Municipals close mostly unchanged; issuance wanes; Illinois yields adjusted down 7-10 bps

By Sheri Kasprzak

New York, Feb. 7 - Municipal yields were mostly unmoved to close out a lazy Friday session, market insiders said.

"Trading is very light. Primary [supply] is over for the week, so it's quiet overall," said a trader in the afternoon.

Trading throughout the week was relatively lethargic, traders noted earlier in the week, with supply limited and investors showing little interest in the market.

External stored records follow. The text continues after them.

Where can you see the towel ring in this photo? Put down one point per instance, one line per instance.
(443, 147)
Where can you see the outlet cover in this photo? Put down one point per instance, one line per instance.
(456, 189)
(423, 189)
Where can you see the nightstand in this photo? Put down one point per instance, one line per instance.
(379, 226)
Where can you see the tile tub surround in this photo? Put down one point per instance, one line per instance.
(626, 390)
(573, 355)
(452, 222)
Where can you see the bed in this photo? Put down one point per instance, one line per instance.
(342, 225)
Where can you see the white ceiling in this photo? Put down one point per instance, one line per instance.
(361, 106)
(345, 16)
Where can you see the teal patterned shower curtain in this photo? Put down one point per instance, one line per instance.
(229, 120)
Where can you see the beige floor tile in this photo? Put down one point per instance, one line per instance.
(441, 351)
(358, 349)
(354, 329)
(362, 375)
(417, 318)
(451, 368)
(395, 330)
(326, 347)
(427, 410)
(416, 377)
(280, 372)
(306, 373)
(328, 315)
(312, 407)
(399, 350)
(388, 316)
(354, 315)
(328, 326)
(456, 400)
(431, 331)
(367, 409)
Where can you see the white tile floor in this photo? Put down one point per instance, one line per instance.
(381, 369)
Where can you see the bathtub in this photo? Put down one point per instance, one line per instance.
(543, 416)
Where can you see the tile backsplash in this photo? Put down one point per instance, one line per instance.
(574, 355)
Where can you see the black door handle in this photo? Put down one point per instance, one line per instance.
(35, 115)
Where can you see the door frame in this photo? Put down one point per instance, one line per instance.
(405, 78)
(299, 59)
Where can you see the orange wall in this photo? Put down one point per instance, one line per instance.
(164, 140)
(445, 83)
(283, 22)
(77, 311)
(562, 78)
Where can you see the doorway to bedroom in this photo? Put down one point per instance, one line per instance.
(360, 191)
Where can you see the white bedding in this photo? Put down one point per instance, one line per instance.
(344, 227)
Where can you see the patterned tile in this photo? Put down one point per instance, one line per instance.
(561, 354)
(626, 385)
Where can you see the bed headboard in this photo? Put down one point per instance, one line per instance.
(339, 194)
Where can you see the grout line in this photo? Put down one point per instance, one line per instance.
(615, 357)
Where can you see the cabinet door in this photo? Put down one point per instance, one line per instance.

It's the first session this week that Treasuries actually outperformed munis. After a lackluster nonfarm payrolls report from the Bureau of Labor Statistics, Treasuries got a boost. The five-year note yield fell by 4.5 basis points to 1.471%, and the 10-year note yield fell by 2 bps to 2.682%. The 30-year bond yield fell by half a basis point to close the week at 3.672%.

Illinois yields dropped

Meanwhile, the largest offering of the week saw yields adjusted downward by 7 basis points to 10 bps, said Alan Schankel, managing director with Janney Montgomery Scott LLC.

"Illinois wrapped up its $1 billion issue with solid demand, and oversubscription allowed downward yield adjustments of 7 to 10 basis points in maturities out to 10 years and 4 bps on the long end with the longest 2039 maturity priced as 5% to yield 5.04%," Schankel said Friday.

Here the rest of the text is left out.